Hey Dinesh, welcome to the Lomography Magazine! Could you introduce yourself to our community?
Hello, thank you for having me here. I am Dinesh Allamaprabhu from Bangalore, India. I’m 35 years old and run a photo lab along with my father (Allamaprabhu) under the name Film Foto Store. The photo lab is in existence for over 5 decades now, established by my father. I’m passionate about wildlife photography and enjoy shooting on digital and analogue mediums. When I am not in the lab, I’m usually off photographing in the forests on the weekend.
Analogue photography is truly a family story for you. Can you explain to our readers how it all started and why you decided to join the family business?
My father started his photographic career with an Agfa Click III camera & a Fortepan film in 1965. He wanted to actively participate in international photographic competitions in the 1970s and there weren’t many photo labs in India. Given the lack of choices, he decided to start a darkroom of his own to fulfill his photographic needs. Initially, he would develop films and make prints for exhibiting. It turned commercial owing to popularity, with professionals visiting him for photographic services. He became popular for his wildlife photography works, which has been shot only on film; winning over 500+ international and national awards along with many international honors including Fellowship from the Royal Photographic Society.
He is quite passionate about analogue photography; he would spend countless hours researching and experimenting with chemical formulas for film development back then. He would pick-up ORWO 1000 feet motion films, cut them and shoot in his camera to experiment with film development using various chemistries. He had even modified his Click III medium format camera such that he could take 4 photos in a single frame, which would get him a total of 48 photos instead of the standard 12 photos in a single roll.
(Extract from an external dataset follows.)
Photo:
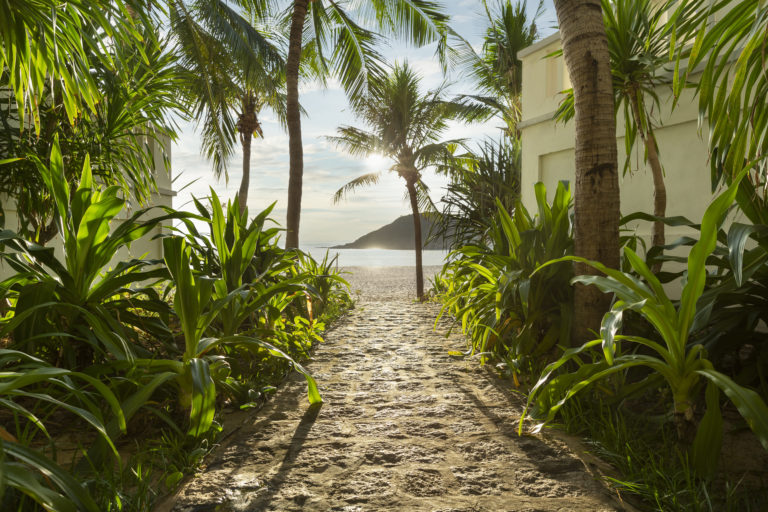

I started photography at the age of 8 years, when I was gifted an Olympus 35RC camera. I do not recollect what came of it on the first roll but I would always carry this camera with a few rolls to my school during events. While most kids would be playing with toys, for me it was my camera. I consider myself truly fortunate, as I have grown up around many renowned photographers from a young age. In the early days, I spent a lot of time after school hours accompanying my father in the darkroom. My father would also conduct photography workshops in national parks to help teach photography and promote nature conservation which was very popular then.
For me, the greatest source of inspiration is my father. Having seen his dedication, passion and achievements as a photographer on and off the field is quite astounding even today! I briefly worked in the IT industry after completing a master’s degree in Computer Science from the UK, it was then I realized my true calling in life and since then I haven’t looked back.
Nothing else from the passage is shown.